We can build a new tomorrow, today.

Monday, 22 June 2009

funeral for friends

Cadde'deki evimin odasından beri hiç bir mekana bağlanmadığım kadar bağlı hissettiğim odel odamda oturmuş Jackfairy hanfendiyi bekliyorum. Çarşaflarımın ve havlularımın her gün değiştirilmesi, odamın temizlenmesi, minibarın hergün doldurulması bana aşırı bir zevk veriyor. Bir de kocaman bir yatakta yayılarak gereksiz sayıda kocaman yastıklara yatıp televizyon izlemeye bayılıyorum otel odalarıyla ilgili.

Viski şişesi bitti. Şu son 3 günde içtiğim kadar viskiyi uzun zamandır içmemiştim. Belki de hiç hatta. Hayat fazlasıyla garipleşti bu haftasonu. Görmenin bende duygusal tepkiler yarattığı ne kadar insan varsa hepsini gördüm sanırım. Hayatımdaki en büyük kalp/hayal kırıklıklarında ilk 5'e rahatlıkla girebilen Aslı'yı görmek en garip ve beklenmedik olanıydı. Geçenlerde "May our friendship finally rest in peace" yazmıştım ex best friend'im için, bir onu görmedim bu haftasonu, onu da İzmir'de kesin görür ve 1 yıl geçtiği halde aslında hala ne kadar huzur bulmaktan uzak olduğumu fark ederim bu konuda diye düşünüyorum.

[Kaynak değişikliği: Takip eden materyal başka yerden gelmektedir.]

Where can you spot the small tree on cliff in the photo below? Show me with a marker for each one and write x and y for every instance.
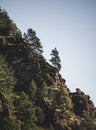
(33, 41)
(55, 59)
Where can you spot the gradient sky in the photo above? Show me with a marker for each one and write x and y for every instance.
(68, 25)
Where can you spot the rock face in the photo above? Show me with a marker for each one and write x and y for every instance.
(82, 103)
(43, 98)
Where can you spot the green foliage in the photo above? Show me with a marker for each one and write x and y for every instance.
(40, 116)
(25, 112)
(33, 41)
(55, 60)
(7, 82)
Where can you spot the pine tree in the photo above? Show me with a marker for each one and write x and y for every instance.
(34, 41)
(55, 60)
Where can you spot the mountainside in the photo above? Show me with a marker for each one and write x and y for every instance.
(33, 94)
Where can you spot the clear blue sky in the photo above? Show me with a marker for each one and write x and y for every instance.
(68, 25)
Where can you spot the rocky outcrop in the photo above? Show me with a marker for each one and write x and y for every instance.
(82, 104)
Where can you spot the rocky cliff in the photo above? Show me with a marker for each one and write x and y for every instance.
(33, 94)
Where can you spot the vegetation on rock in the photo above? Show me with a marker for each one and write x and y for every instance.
(33, 94)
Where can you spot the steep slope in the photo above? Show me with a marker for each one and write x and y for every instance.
(34, 93)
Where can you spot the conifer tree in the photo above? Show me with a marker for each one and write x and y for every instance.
(55, 59)
(34, 41)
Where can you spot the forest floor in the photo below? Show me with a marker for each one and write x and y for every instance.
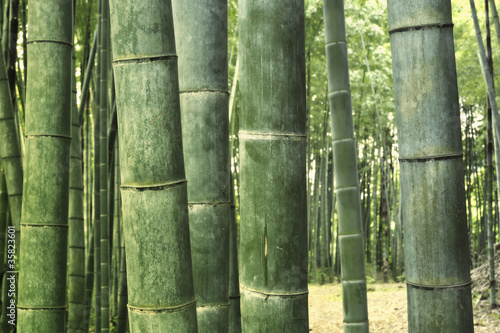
(387, 306)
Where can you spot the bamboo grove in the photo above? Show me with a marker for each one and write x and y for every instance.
(184, 166)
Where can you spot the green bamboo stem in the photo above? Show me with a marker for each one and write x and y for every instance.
(76, 239)
(203, 84)
(89, 280)
(154, 193)
(430, 155)
(44, 221)
(4, 289)
(234, 280)
(273, 225)
(10, 152)
(122, 299)
(97, 182)
(88, 74)
(488, 77)
(351, 239)
(103, 151)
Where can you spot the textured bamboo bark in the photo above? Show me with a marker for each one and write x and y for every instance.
(201, 29)
(234, 279)
(44, 221)
(122, 272)
(11, 155)
(76, 239)
(89, 280)
(346, 172)
(4, 208)
(273, 230)
(432, 191)
(488, 76)
(489, 166)
(103, 152)
(154, 193)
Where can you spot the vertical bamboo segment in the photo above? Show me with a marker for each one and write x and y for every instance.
(97, 182)
(153, 185)
(103, 152)
(9, 149)
(234, 279)
(201, 29)
(44, 220)
(76, 238)
(432, 191)
(273, 230)
(4, 289)
(351, 238)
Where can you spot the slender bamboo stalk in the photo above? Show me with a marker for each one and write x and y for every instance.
(430, 148)
(203, 84)
(489, 177)
(4, 289)
(487, 74)
(89, 280)
(10, 152)
(346, 171)
(103, 151)
(154, 193)
(76, 239)
(234, 280)
(273, 229)
(44, 221)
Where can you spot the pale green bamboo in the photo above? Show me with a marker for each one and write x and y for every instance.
(122, 267)
(430, 155)
(89, 280)
(153, 186)
(234, 280)
(44, 220)
(496, 122)
(351, 238)
(489, 178)
(103, 151)
(4, 289)
(76, 239)
(201, 29)
(97, 182)
(10, 152)
(273, 210)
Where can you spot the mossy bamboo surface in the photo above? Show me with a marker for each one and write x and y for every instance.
(201, 29)
(351, 238)
(234, 278)
(44, 220)
(153, 185)
(488, 77)
(76, 238)
(430, 149)
(97, 183)
(103, 151)
(273, 227)
(9, 149)
(4, 208)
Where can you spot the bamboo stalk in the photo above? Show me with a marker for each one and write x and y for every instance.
(44, 221)
(154, 193)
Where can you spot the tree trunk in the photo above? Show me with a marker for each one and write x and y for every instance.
(103, 151)
(76, 239)
(154, 193)
(44, 226)
(346, 172)
(201, 29)
(437, 269)
(273, 230)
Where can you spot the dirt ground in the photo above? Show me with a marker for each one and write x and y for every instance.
(386, 309)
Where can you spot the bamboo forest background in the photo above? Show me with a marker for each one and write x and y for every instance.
(369, 53)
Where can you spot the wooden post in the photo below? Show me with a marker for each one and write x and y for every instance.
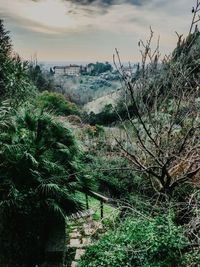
(101, 206)
(87, 203)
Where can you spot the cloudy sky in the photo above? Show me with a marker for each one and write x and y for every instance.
(89, 30)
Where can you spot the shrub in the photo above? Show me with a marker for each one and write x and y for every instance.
(138, 242)
(39, 158)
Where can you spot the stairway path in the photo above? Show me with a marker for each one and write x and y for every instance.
(82, 231)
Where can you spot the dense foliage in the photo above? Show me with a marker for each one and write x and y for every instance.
(145, 242)
(39, 159)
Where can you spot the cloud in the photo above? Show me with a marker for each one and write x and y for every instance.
(76, 26)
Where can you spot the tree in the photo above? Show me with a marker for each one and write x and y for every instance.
(163, 129)
(39, 176)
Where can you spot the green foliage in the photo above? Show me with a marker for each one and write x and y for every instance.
(139, 242)
(40, 174)
(57, 103)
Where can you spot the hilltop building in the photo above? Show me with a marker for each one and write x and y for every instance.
(70, 70)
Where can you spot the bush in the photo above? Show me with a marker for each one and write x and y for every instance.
(57, 103)
(39, 158)
(139, 242)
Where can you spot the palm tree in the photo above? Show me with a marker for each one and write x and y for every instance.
(39, 175)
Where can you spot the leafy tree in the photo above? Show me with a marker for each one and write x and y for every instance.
(39, 176)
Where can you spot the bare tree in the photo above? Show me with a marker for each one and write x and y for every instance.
(163, 132)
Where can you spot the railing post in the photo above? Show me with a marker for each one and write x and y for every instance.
(101, 206)
(87, 203)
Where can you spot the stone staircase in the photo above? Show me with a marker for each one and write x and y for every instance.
(82, 231)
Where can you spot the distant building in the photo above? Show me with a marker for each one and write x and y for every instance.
(71, 70)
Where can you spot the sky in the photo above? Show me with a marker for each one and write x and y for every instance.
(90, 30)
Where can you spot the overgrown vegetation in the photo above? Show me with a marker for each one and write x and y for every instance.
(148, 162)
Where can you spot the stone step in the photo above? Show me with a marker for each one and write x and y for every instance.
(74, 264)
(79, 253)
(82, 214)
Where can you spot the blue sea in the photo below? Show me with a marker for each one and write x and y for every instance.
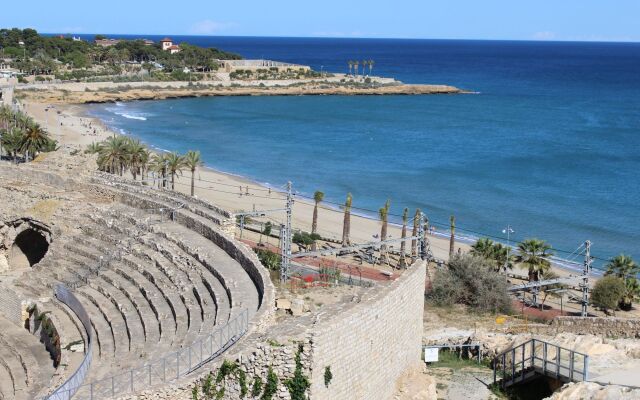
(549, 144)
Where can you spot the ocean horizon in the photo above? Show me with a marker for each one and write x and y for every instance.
(549, 145)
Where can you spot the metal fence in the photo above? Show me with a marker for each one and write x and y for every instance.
(537, 357)
(71, 385)
(167, 369)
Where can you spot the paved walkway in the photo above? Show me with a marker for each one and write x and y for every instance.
(345, 267)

Birileriyle herşeyimi paylaşıp deli gibi kanka olma potansiyelim aşırı yüksek şu günlerde, ne kadar süreceği umrumda bile değil, zaten hayatıma geriye dönük olarak baktığımda kankalıklarımın ömrünün ortalama 1 yıl olduğunu görüyorum. Herkesin böyle mi acaba yoksa bende mi bir gariplik var? Ya da insanlar garipler belki de. Ezgi ve Aslı konusunda hatalıydım evet, ama ondan sonraki başarısız kankalıklarımda yanlış birşey yaptığımı düşünmüyorum. Uzaklaşmak çift taraflı birşey.